Successful completion of the sale of shares to selected investors

NOT FOR RELEASE, PUBLICATION OR DISTRIBUTION, DIRECTLY OR INDIRECTLY, IN OR INTO THE UNITED STATES, AUSTRALIA, CANADA OR JAPAN OR IN ANY JURISDICTION IN WHICH SUCH RELEASE, PUBLICATION OR DISTRIBUTION WOULD BE UNLAWFUL.

 

TERNA ENERGY S.A

announces

the successful sale of 12,000,000 shares issued by Terna Energy S.A. to selected investors

Following its announcement dated 17 January 2018, TERNA ENERGY S.A. (the “Company”) announces the successful sale by way of private placement to selected investors in Greece and abroad of 12,000,000 Company's common shares, at a price of €4.35 per share. Approximately 85% of the total shares were placed with international investors and 30 funds participated in this private placement. AXIA VENTURES GROUP LTD, EUROXX SECURITIES S.A. and LXM FINANCE LLP acted as Managers of the book building process. The block trades are expected to take place tomorrow, on 19.01.2018.

The successful private placement of 12,000,000 Company's shares to selected investors confirms the trust of the investment community in the Company's prospects, enhances the free float of the shares, while it also provides additional equity to be invested in new renewable energy projects. The shareholder base of the Company is being expanded through the participation of more international institutional investors which is expected to have a positive impact in the marketability of the Company's shares in the medium term.

  

Athens, 18 January 2018

 

 

Important Notice

The distribution of this announcement and the offer and sale of the shares in certain jurisdictions may be restricted by law. The shares may not be offered to the public in any jurisdiction in circumstances which would require the preparation or registration of any prospectus or offering document relating to the shares in such jurisdiction. No action has been taken by TERNA ENERGY S.A. or AXIA VENTURES GROUP LTD, EUROXX SECURITIES S.A. and LXM FINANCE LLP or any of their respective affiliates that would permit an offering of the shares or possession or distribution of this announcement or any other offering or publicity material relating to such securities in any jurisdiction where action for that purpose is required. Persons into whose possession this announcement comes are required to inform themselves about and to observe any such restrictions. Any failure to comply with these restrictions may constitute a violation of the securities laws of any such jurisdiction.

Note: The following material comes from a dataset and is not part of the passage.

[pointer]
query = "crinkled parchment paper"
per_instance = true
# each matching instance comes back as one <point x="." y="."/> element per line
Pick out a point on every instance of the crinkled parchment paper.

This announcement is for information purposes only and does not constitute or form a part of an offer to sell or a solicitation of an offer to purchase any security of TERNA ENERGY S.A. in the United States or in any other jurisdiction where such offer or solicitation is unlawful. The securities described in this announcement have not been and will not be registered under the U.S. Securities Act of 1933, as amended (the “Securities Act”), or any applicable state or foreign securities laws and may not be offered or sold in the United States absent registration or an exemption from the registration requirements of the Securities Act. There will be no public offering of securities in the United States. In the United States, the securities described in this announcement will be offered and sold solely to “qualified institutional buyers” as defined in Rule 144A under the Securities Act who are also “qualified purchasers” as defined in the US Investment Company Act of 1940, as amended.

In member states of the European Economic Area (“EEA”) which have implemented the Prospectus Directive (each, a “Relevant Member State”), this announcement and any offer if made subsequently is directed exclusively at persons who are “qualified investors” within the meaning of the Prospectus Directive (“Qualified Investors”). For these purposes, the expression “Prospectus Directive” means Directive 2003/71/EC (and amendments thereto, including the 2010 PD Amending Directive, to the extent implemented in a Relevant Member State), and includes any relevant implementing measure in the Relevant Member State and the expression “2010 PD Amending Directive” means Directive 2010/73/EU. In the United Kingdom this announcement is directed exclusively at Qualified Investors (i) who have professional experience in matters relating to investments falling within Article 19(5) of the Financial Services and Markets Act 2000 (Financial Promotion) Order 2005, as amended (the “Order”) or (ii) who fall within Article 49(2)(A) to (D) of the Order, and (iii) to whom it may otherwise lawfully be communicated.

In connection with any offering of the shares of TERNA ENERGY S.A., AXIA VENTURES GROUP LTD, EUROXX SECURITIES S.A. and LXM FINANCE LLP and any of their affiliates acting as an investor for their own account may take up as a proprietary position any shares and in that capacity may retain, purchase or sell for their own account such shares. In addition, AXIA VENTURES GROUP LTD, EUROXX SECURITIES S.A. and LXM FINANCE LLP or their affiliates may enter into financing arrangements and swaps with investors in connection with which AXIA VENTURES GROUP LTD, EUROXX SECURITIES S.A. and LXM FINANCE LLP (or their affiliates) may from time to time acquire, hold or dispose of shares. AXIA VENTURES GROUP LTD, EUROXX SECURITIES S.A. and LXM FINANCE LLP do not intend to disclose the extent of any such investment or transactions otherwise than in accordance with any legal or regulatory obligation to do so.

AXIA VENTURES GROUP LTD, EUROXX SECURITIES S.A. and LXM FINANCE LLP are acting on behalf of TERNA ENERGY S.A. and no one else in connection with any offering of the shares and will not be responsible to any other person for providing the protections afforded to clients of AXIA VENTURES GROUP LTD, EUROXX SECURITIES S.A. and LXM FINANCE LLP or for providing advice in relation to any offering of the shares. AXIA VENTURES GROUP LTD, EUROXX SECURITIES S.A. and LXM FINANCE LLP may participate in the transaction on a proprietary basis.

No prospectus or offering document has been or will be prepared in connection with the private placement. Any investment decision to buy securities in the private placement must be made solely on the basis of publicly available information. Such information is not the responsibility of and has not been independently verified by any of TERNA ENERGY S.A., AXIA VENTURES GROUP LTD, EUROXX SECURITIES S.A. and LXM FINANCE LLP or any of their respective affiliates.

This document includes statements that are, or may be deemed to be, forward-looking statements. These forward-looking statements may be identified by the use of forward-looking terminology, including the terms "intends", "expects", "will", or "may", or, in each case, their negative or other variations or comparable terminology, or by discussions of strategy, plans, objectives, goals, future events or intentions. These forward-looking statements include all matters that are not historical facts. Any forward-looking statements are subject to risks relating to future events and assumptions relating to TERNA ENERGY S.A.'s business, in particular from changes in political conditions, economic conditions, evolving business strategy, or the retail industry. No assurances can be given that the forward-looking statements in this document will be realised. As a result, no undue reliance should be placed on these forward-looking statements as a prediction of actual results or otherwise.